Seit Monaten schleiche ich um eine ganz schlichte schwarze Tasche herum. Genau gesagt, um die Tasche, die ich, ohne es zu wissen, schon immer gesucht hatte, perfekte Größe und perfekte Optik, die in einem kleinen Laden, der auf meinem Arbeitsweg liegt, im Fenster hängt. Bzw. hing. Nachdem ich mich über eben diese Monate hinweg nicht aufraffen konnte, diesen Laden während der Öffnungszeiten aufzusuchen, kam ich letzte Woche zufällig zur richtigen Zeit dort vorbei und: die Tasche war weg. Deshalb wollte ich sie dann natürlich sofort und unbedingt kaufen.

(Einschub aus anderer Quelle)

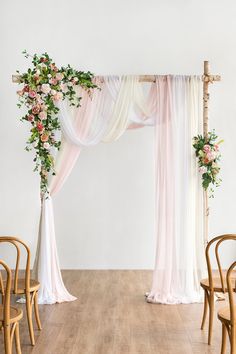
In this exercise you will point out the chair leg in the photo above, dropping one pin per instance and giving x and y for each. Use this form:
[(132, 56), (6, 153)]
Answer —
[(29, 317), (233, 340), (17, 339), (223, 343), (211, 315), (36, 311), (7, 339), (205, 309)]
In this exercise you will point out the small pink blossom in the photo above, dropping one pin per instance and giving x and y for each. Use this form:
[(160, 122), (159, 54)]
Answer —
[(43, 115), (63, 87), (45, 88), (30, 117), (44, 138), (46, 146), (32, 94), (40, 127), (202, 170), (26, 88), (59, 76), (75, 80), (53, 81), (36, 109), (211, 155), (206, 148), (58, 96)]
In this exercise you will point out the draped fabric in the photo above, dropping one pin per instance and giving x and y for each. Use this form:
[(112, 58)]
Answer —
[(172, 105)]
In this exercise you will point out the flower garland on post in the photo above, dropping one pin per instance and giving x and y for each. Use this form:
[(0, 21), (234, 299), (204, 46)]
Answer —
[(44, 85), (208, 155)]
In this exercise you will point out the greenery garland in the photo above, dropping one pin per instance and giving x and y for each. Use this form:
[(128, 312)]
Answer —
[(44, 86), (208, 154)]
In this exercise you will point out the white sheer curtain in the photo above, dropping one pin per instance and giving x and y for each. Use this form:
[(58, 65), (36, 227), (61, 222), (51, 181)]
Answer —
[(173, 105), (179, 253)]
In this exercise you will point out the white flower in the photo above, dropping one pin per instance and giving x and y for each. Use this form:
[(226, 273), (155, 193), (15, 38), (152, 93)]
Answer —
[(59, 76), (46, 146), (202, 170), (45, 88), (63, 87), (43, 115)]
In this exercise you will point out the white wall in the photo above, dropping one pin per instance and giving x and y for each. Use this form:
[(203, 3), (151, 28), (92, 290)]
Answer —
[(105, 213)]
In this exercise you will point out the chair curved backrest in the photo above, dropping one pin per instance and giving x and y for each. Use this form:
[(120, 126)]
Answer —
[(17, 243), (6, 291), (231, 293), (217, 241)]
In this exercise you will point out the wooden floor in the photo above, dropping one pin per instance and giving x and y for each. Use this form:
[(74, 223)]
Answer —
[(112, 317)]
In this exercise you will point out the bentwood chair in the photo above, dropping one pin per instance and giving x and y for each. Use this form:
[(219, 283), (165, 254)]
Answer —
[(9, 316), (213, 284), (25, 286), (227, 315)]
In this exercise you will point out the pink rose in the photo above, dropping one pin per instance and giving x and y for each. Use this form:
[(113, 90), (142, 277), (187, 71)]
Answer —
[(45, 88), (40, 126), (53, 81), (74, 80), (202, 170), (43, 115), (206, 148), (44, 138), (32, 94), (211, 155), (26, 88), (58, 96), (63, 87), (30, 117), (46, 145), (36, 109), (59, 76), (20, 92)]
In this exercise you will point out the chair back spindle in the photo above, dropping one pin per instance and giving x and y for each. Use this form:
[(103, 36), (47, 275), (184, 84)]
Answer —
[(216, 242), (17, 243)]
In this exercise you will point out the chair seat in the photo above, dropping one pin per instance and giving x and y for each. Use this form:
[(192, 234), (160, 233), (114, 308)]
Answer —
[(15, 314), (224, 314), (217, 283), (34, 285)]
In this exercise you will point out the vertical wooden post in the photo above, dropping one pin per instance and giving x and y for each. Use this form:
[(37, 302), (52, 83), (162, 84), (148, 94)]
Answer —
[(205, 132), (207, 78)]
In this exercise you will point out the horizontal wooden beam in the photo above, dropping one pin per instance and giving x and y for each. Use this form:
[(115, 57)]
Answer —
[(142, 78)]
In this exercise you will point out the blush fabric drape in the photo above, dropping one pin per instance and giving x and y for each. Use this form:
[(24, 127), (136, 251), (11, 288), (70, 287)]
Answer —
[(173, 107)]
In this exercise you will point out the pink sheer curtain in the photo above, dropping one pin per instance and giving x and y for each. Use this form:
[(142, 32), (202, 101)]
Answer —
[(173, 105), (179, 252)]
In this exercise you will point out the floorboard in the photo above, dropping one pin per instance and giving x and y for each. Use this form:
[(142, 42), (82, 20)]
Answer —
[(112, 317)]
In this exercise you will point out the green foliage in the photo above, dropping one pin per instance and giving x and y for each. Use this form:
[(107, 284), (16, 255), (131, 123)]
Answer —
[(208, 155), (43, 86)]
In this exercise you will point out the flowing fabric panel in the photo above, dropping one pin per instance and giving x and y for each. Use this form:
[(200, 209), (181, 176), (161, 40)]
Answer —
[(104, 116), (173, 104), (180, 251)]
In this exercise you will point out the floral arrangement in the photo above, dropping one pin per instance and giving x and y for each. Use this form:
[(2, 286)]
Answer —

Ich betrat also den Laden und verlangte zu wissen, wo meine Tasche sei: Verkauft, natürlich, was sonst. Der Verkäufer war engagiert aber verständnisvoll. Er zeigte mir die gleiche Tasche in dunkelbraun und pries ihre Vorzüge ("isse gute Tasche fur dich, viele Facher, aus Buffelo, fuhl mal, und innen schon"), verstand aber auch gleich, dass dunkelbraun eben nicht schwarz ist ("brauchsu swarze Tasche weil hastu swarze Suhe"). Die schwarze Tasche sei aber nicht da. Sie käme aber, sehr bald, evtl. gleich heute, sonst morgen, ganz sicher sehr schnell.
Ich gebe zu, ich war ungläubig. So umschlich ich die Tasche ein paar weitere Tage im Internet und stellte dabei zähneknirschend fest, dass sich an dem dreistelligen Eurobetrag auch bei einer online-Bestellung nichts ändern würde, selbst wenn das Ding nicht überall "vergriffen" wäre.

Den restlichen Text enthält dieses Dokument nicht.